Carpenter Ants are easiest to identify with a magnifying glass. But to do this, you first have to catch one of the quick insects so that you can hold it still under the magnifying glass to examine it. Here's how to catch and examine an ant:

  • Collect one of the ants into a small  container with a lid, and put on the lid.
  • Place the entire container, with the ant, in the freezer for a few minutes.
  • Remove the container from the freezer and the ant from the container. Place the ant on a plain surface so you are are looking at its profile.
  • Look for two distinct characteristics:
    —a smooth rounded back with no humps.
    —a tiny pyramid, or pedicel, at its waist.
    If you see these, you will know you are looking at a carpenter ant. Note: carpenter ants can be of various sizes—from very large to very small—so the size of the ant does not matter.:

Carpenter Ant Behavior

Carpenter ants do not eat the wood in which they nest but rather chew it with their very large mandibles to create galleries and connecting tunnels to nest in (termites, by contrast, do eat the wood in which they nest). The ants damage structures through the excavation of their extensive galleries and tunnels.

Carpenter ants tend to nest outdoors in dead and decaying wood, such as hollow and rotting trees, old stumps, and even firewood. They can also nest in homes and buildings, in enclosed areas where the wood is damp, wet, or decayed. If infestations grow, the carpenter ant colony may expand into sound wood. These ants have also been found in foam insulation. They usually have more than one nesting site, including a parent and satellite colonies.

Carpenter ants feed on proteins and sugars, such as meats, sweets (syrup, honey, jelly, etc.), and honeydew produced by aphids. The ants may forage in the home for food, but this will occur primarily at night in the spring and summer. They can't sting, but they can inflict painful bites with their powerful jaws, and they will spray formic acid into the wound, causing a burning sensation.

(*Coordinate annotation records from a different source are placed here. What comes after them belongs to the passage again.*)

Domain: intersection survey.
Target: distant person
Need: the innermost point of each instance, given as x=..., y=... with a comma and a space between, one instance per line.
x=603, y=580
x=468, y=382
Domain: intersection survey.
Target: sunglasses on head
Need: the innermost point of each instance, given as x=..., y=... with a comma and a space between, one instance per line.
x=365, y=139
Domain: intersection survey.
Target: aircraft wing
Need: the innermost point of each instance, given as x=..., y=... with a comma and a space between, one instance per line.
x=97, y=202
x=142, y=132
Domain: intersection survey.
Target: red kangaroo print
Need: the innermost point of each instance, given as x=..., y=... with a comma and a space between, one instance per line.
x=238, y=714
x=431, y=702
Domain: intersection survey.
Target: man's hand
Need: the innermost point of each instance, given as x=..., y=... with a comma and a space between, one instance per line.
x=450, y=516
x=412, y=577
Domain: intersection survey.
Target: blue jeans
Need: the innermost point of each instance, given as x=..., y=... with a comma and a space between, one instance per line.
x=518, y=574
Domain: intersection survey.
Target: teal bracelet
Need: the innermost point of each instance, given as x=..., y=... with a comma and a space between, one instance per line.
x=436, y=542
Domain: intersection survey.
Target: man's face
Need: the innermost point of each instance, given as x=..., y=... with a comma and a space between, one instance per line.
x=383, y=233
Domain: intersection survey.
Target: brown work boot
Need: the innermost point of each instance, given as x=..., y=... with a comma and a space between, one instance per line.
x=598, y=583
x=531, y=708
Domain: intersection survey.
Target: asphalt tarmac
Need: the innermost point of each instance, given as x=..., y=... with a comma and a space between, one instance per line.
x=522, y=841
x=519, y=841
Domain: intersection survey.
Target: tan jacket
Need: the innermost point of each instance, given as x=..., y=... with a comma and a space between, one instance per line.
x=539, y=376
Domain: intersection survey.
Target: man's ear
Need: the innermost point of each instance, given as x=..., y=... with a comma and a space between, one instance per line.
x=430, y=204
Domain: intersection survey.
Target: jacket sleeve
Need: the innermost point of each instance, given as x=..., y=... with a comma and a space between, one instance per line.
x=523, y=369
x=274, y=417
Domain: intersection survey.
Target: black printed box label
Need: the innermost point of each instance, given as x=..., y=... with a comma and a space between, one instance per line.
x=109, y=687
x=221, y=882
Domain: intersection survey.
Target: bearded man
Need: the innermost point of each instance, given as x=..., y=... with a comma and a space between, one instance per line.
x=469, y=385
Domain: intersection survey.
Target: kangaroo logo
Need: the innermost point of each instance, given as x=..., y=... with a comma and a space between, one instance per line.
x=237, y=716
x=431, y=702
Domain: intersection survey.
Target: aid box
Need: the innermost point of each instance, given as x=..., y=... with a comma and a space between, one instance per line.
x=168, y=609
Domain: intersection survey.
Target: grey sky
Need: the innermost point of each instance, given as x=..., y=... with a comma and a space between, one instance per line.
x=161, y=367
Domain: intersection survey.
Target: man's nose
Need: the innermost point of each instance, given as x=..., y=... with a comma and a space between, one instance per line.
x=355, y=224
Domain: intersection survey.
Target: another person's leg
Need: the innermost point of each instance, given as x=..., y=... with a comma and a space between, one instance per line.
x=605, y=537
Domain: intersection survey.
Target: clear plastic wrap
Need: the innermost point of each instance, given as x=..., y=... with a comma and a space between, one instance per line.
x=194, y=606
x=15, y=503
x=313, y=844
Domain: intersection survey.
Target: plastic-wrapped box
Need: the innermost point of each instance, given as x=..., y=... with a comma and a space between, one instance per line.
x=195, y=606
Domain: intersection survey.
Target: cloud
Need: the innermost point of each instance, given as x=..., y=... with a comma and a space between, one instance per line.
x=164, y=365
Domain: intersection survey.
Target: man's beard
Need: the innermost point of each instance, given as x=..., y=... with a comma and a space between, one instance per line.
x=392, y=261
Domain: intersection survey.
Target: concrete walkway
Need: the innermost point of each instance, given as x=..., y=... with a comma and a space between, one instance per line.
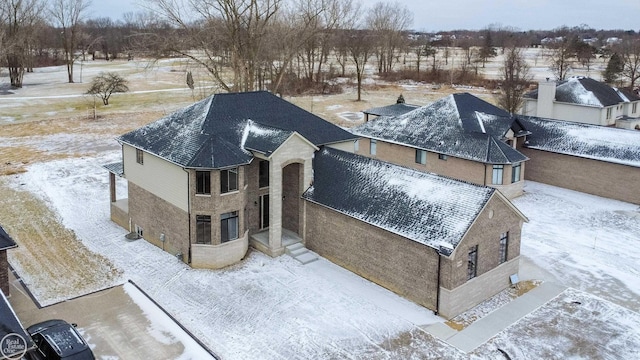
x=487, y=327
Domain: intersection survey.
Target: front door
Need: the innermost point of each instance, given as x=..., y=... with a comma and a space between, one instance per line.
x=264, y=211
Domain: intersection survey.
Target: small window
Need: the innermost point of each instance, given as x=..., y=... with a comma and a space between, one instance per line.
x=263, y=176
x=472, y=263
x=498, y=170
x=203, y=182
x=421, y=156
x=228, y=180
x=515, y=172
x=228, y=226
x=504, y=244
x=203, y=229
x=139, y=156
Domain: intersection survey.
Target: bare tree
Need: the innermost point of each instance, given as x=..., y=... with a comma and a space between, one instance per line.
x=515, y=78
x=630, y=52
x=106, y=84
x=18, y=21
x=68, y=15
x=389, y=21
x=560, y=58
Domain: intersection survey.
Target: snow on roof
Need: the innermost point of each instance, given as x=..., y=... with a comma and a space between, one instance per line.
x=433, y=210
x=607, y=144
x=586, y=91
x=459, y=125
x=211, y=133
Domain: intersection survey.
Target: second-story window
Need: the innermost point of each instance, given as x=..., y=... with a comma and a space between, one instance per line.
x=228, y=180
x=139, y=156
x=203, y=182
x=263, y=174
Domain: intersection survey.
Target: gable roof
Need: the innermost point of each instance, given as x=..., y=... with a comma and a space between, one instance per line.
x=391, y=110
x=607, y=144
x=211, y=133
x=6, y=242
x=430, y=209
x=459, y=125
x=588, y=92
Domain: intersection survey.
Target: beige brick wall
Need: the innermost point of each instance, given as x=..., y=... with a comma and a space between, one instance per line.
x=156, y=217
x=396, y=263
x=496, y=218
x=4, y=272
x=216, y=204
x=595, y=177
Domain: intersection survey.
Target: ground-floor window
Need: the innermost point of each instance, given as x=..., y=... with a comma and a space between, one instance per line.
x=203, y=229
x=515, y=172
x=228, y=226
x=472, y=263
x=504, y=244
x=497, y=174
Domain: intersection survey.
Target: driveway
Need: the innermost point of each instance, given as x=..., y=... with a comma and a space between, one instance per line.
x=118, y=323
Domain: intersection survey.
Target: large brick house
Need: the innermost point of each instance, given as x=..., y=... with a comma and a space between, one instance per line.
x=584, y=100
x=210, y=180
x=460, y=136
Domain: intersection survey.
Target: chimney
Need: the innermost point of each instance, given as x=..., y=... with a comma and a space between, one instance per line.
x=546, y=97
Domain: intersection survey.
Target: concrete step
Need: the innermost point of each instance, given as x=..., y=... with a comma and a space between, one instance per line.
x=306, y=258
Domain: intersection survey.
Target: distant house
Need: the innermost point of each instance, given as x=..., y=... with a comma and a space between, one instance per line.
x=593, y=159
x=210, y=180
x=460, y=136
x=6, y=243
x=584, y=100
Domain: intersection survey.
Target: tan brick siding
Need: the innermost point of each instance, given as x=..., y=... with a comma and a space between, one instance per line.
x=496, y=218
x=4, y=272
x=401, y=265
x=595, y=177
x=156, y=217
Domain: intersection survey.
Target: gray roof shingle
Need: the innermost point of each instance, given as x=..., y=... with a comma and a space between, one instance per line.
x=459, y=125
x=211, y=133
x=433, y=210
x=589, y=92
x=608, y=144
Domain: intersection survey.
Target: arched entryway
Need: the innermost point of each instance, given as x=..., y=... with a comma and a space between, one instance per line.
x=292, y=176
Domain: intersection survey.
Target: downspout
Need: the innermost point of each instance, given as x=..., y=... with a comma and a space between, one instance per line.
x=188, y=213
x=437, y=310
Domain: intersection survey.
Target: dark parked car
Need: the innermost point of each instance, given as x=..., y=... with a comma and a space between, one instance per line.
x=57, y=339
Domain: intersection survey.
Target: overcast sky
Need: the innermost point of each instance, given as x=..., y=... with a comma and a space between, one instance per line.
x=436, y=15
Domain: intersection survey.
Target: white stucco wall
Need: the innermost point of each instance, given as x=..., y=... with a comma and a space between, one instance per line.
x=158, y=176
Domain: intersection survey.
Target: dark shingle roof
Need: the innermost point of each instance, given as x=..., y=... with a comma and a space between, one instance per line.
x=210, y=133
x=589, y=92
x=433, y=210
x=391, y=110
x=451, y=126
x=613, y=145
x=6, y=242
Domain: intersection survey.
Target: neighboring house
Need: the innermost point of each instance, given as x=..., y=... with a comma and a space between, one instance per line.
x=6, y=243
x=593, y=159
x=203, y=179
x=584, y=100
x=206, y=182
x=459, y=136
x=399, y=108
x=445, y=244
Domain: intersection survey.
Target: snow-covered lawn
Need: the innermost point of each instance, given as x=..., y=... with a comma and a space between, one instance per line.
x=277, y=308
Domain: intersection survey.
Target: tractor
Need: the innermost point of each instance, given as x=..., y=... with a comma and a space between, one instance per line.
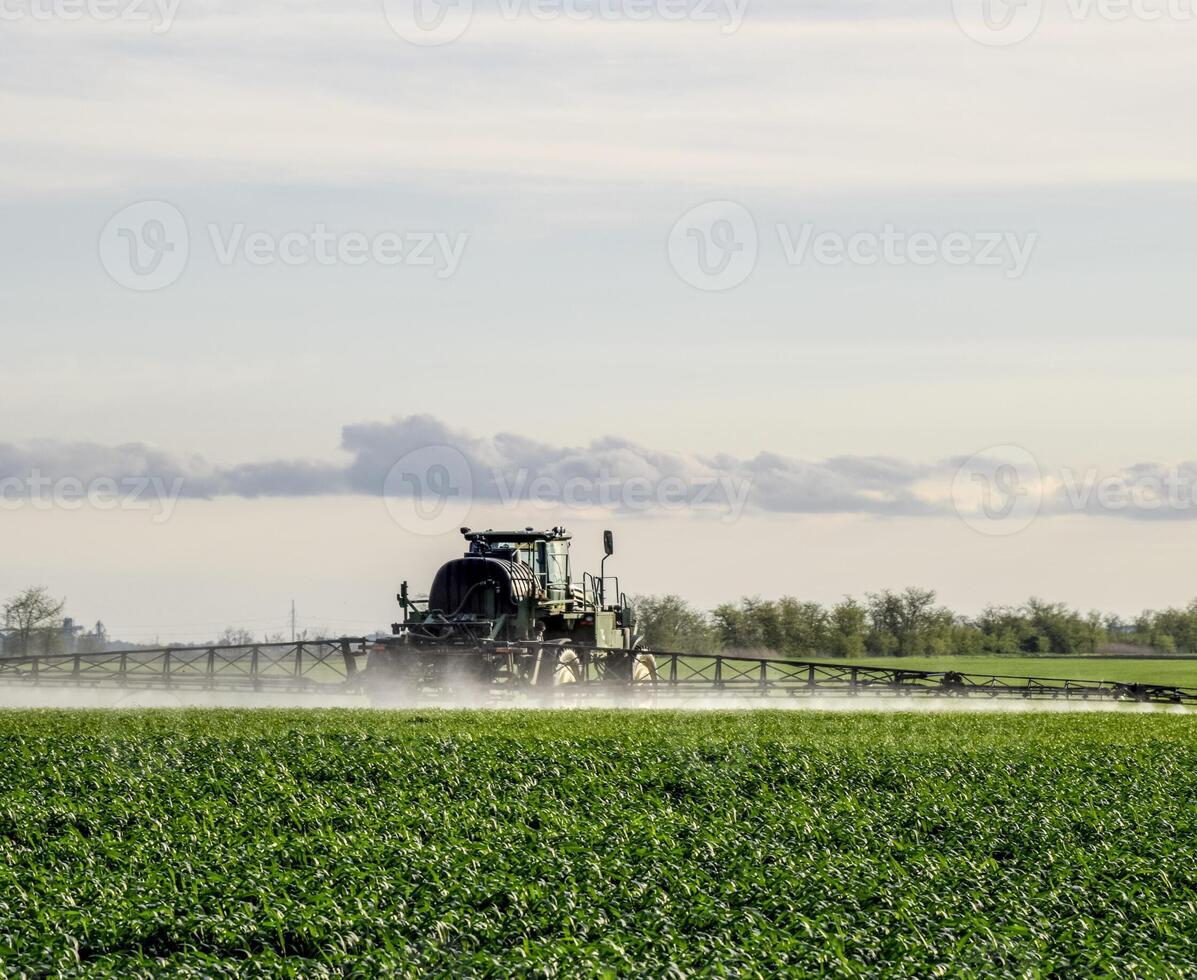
x=511, y=614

How to Know if You Have an Infestation

You may have an infestation if you have seen the ants in your home or building during the late autumn, winter, or early spring. However, one or two in the spring or summer does not necessarily mean that you a problem. Be aware that what look like flying ants emerging from your home in the spring may, in fact, be termites. Ants found in or near wet or spongy wood, particularly around leaky pipes, drains, walls or roofing, are likely to be carpenter ants.


Carpenter Ant Control

Carpenter ants are controlled with chemical or bait treatments, but the most effective and lasting form of control is replacing any wet and damaged wood in which the carpenter ants are nesting and to repair the conditions causing the damage, such as roofing or plumbing leaks or other moisture issues.

To help prevent future infestation, eliminate any direct contact between the structure and surrounding soil, plants, or mulch. For example, trim trees and shrubs away from the home or building, keep any wood materials from contacting soil, seal cracks and openings in the foundation, and store firewood well away from the home.

If the infestation seems to be extensive, you are having difficulty finding or exterminating the ants, or you just don't want to do it yourself, contact a pest control professional.